2007/11/14

Torre

Levantei-me às 6.30 para ir correr. Cruzei-me com pescadores, com dois polícias, com um casal que caminhava de mãos dadas, com um homem jovem e alto, de pernas torneadas, que passou por mim como se fosse uma gazela ou um foguete. Perto da torre, alta, branca, ovnidea, passei por uma mulher gorda que passeava um cão preto, enquanto fumava um cigarro. Olhei-a de viés. Vestia um oleado castanho, tinha o cabelo hirsuto, muito despenteado e olhos pequeninos de animal. Quando por ela passei, achei o seu rosto familiar. Enquanto corri, tentei lembrar-me de onde é que a conhecia. Só perto do oceanário me lembrei.
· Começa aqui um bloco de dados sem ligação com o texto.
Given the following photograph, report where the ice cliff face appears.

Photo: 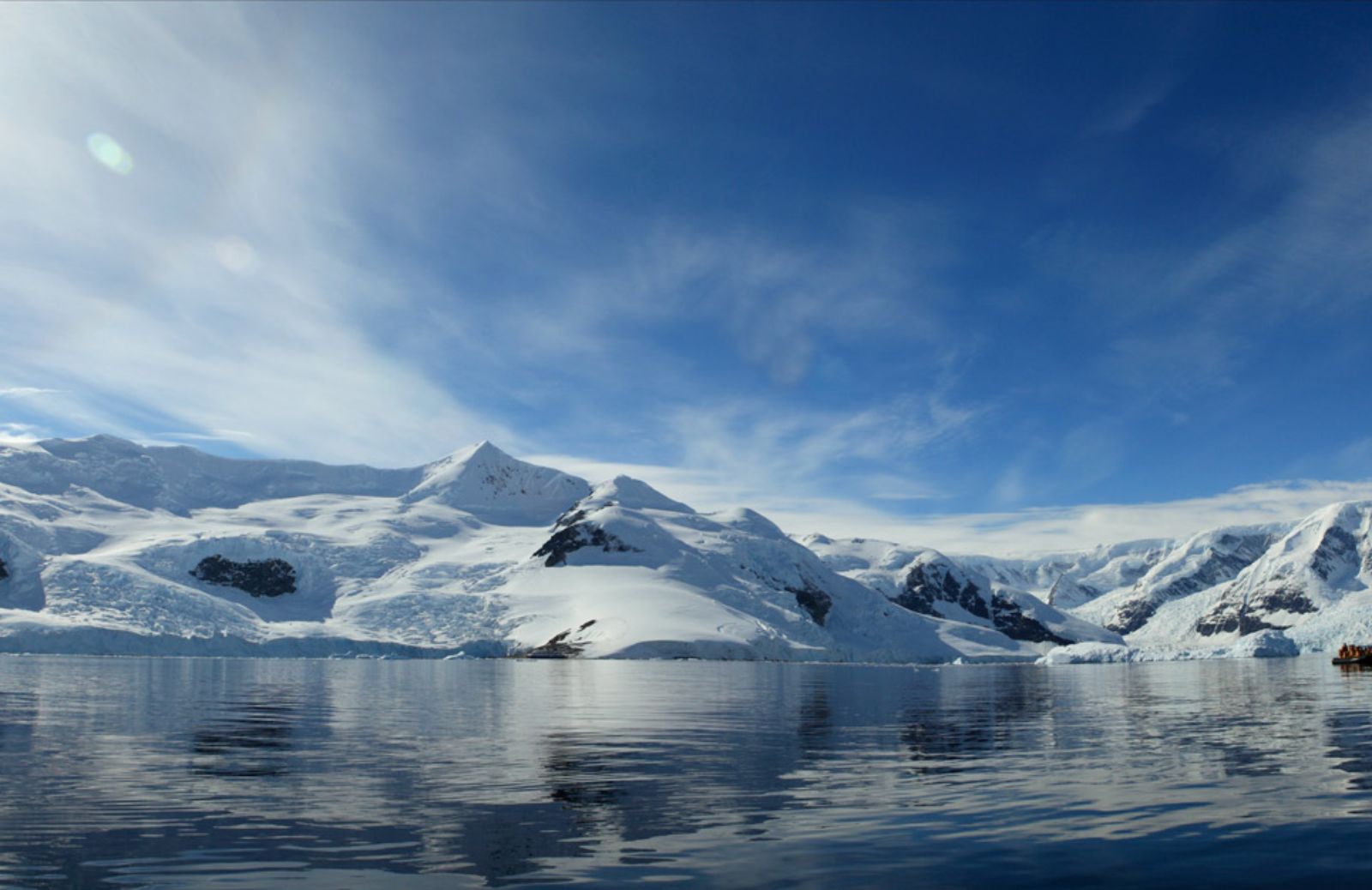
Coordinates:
[0,436,1372,661]
[0,436,1075,661]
Marta. Chamava-se, e continua a chamar-se, Marta. Fomos colegas no liceu. Era uma figura triste da escola. Amava loucamente um rapaz de olhos verdes, cheio de caracóis, levemente idiota, chamado Marco, que não se dignava sequer a dirigir-lhe a palavra. Escrevia-lhe poemas, sonetos, verdadeiras elegias ao amor e à paixão. Apanhei secas monumentais na paragem do 19 a ouvi-la declamar os poemas que escrevia ao tal Marco. Acho que também tirou Direito. Está gorda. Foi por isso que não a reconheci. Fiquei imediatamente feliz. Gosto de encontrar os meus antigos colegas de liceu e descobrir-lhes banhas, celulite, rugas, cabelos brancos e ralos, barrigas de cerveja, outras de inacção. Gosto de olhar para elas e pensar que devem usar para aí o quarenta e dois. Gosto de olhar para eles e pensar na figura patética que fazem quando, pela noite, se despem para as suas amantíssimas esposas.